Parnes’ power in the music business swiftly declined with the rise of the Beatles (he rejected them as a backing group for Billy Fury at one point) and, always happier with family entertainment, he went on to produce theatre shows. However the mid to late fifties was an incredibly exciting and creative time for British music and the attraction of rock ‘n’ roll brought talented (and, to be fair, not so talented) teenagers from all over the country to try their hand at a new musical fashion.
It seemed, at last, that anyone from any backgrould could make it. Only Punk, perhaps, echoed the musical ‘can do’ atmosphere of this period, just two decades later.
Frith Street in 1956, known as Froth Street in the heyday of the coffee bars
Leon Bell and the Bell Cats and some hand-jiving kittens
Doing what teenagers do best, hanging around. In Soho
The skiffle group City Ramblers in 1955
Bill Kent entertaining the ladies at the 2 I’s coffee bar
It’s now over fifty years since the heyday of the 2 I’s coffee bar in Old Compton Street. A lot of the Soho cafes, like everywhere else, are either closing down or becoming part of the ubiquitous Starbucks chain. Starbucks, of course, branched out last year and started their own record label featuring cutting edge artists such as Carly Simon and James Taylor.
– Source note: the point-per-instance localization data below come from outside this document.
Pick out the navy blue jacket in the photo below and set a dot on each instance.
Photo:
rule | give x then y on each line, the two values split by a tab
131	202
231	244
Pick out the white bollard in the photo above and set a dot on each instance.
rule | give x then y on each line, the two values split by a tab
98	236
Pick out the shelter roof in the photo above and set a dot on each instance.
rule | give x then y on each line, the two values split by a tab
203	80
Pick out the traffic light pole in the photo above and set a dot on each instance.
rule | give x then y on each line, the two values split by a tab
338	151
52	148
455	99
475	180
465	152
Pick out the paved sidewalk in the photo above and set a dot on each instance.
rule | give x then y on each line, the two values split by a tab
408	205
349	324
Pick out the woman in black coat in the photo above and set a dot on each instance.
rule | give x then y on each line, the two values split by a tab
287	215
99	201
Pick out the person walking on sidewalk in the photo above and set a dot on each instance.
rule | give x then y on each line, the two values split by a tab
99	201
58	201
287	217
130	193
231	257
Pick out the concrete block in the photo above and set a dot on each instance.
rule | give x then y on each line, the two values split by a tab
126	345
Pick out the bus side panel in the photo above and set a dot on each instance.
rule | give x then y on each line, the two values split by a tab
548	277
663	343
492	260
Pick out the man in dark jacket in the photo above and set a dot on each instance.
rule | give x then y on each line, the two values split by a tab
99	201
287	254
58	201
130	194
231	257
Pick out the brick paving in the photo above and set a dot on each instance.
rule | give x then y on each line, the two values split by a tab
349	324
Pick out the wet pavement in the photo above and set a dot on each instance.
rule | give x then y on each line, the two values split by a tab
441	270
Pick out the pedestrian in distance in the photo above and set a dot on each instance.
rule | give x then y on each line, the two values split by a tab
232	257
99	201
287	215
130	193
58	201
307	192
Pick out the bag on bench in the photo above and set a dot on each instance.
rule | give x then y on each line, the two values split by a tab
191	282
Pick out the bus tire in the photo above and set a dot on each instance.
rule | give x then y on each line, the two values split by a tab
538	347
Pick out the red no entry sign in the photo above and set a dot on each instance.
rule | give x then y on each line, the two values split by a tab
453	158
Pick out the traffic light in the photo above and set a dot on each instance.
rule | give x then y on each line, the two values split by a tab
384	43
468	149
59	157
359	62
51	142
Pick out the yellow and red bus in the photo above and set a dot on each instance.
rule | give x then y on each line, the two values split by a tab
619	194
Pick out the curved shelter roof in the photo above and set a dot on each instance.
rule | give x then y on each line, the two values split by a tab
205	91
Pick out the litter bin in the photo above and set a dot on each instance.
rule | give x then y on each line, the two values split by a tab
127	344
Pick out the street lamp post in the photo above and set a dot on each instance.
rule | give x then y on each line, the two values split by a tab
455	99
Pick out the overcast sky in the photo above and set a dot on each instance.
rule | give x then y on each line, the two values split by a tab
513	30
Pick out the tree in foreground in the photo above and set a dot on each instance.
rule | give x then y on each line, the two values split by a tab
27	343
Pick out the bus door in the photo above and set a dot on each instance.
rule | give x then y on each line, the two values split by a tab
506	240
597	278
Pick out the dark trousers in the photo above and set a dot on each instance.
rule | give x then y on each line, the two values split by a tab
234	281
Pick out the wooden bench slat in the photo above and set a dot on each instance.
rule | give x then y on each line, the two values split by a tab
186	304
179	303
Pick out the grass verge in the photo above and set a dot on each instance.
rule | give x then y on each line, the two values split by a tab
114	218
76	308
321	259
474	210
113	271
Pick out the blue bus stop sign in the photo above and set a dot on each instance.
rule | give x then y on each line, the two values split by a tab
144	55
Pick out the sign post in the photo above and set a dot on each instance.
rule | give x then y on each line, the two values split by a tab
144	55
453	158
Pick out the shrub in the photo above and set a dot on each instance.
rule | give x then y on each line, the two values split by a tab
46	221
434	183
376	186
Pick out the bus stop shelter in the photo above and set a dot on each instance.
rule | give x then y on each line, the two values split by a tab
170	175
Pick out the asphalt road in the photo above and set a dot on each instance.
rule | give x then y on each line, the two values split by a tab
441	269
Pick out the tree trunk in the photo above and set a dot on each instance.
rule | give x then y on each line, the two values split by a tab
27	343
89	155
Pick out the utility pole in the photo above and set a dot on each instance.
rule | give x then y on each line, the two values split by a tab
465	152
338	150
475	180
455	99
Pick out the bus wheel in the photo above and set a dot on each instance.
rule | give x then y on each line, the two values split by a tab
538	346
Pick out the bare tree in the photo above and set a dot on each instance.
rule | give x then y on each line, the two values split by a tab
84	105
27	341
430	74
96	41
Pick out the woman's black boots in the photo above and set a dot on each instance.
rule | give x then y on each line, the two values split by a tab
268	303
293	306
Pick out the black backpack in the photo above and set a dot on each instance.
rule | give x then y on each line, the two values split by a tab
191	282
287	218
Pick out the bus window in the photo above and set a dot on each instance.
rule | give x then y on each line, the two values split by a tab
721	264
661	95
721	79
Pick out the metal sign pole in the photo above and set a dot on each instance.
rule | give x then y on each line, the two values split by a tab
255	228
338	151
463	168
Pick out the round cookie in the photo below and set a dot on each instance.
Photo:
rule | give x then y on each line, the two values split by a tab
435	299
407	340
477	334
The ubiquitous coffee chain also signed Paul McCartney, who fifty years ago was inspired by the skiffle boom created by the Soho Coffee shops to join John Lennon’s skiffle band The Quarrymen. And we all know what happened to them.
The Quarrymen in 1958
A long way from the Moka coffee bar and Gina Lollobrigida
If you’ve only heard the novelty songs of Donegan, you will be surprised by his version of Frankie and Johnny – his voice, by the end of the song, ends up almost going insane. It was one of John Peel’s all time favourite songs I think. I have also included the Peter Sellers sketch which includes ,what is apparently, an extremely accurate impression of Larry Parnes. It’s also very funny and written by Denis Norden and Frank Muir.
Anybody know what happened to the skiffle guitarist and ladies man Bill Kent?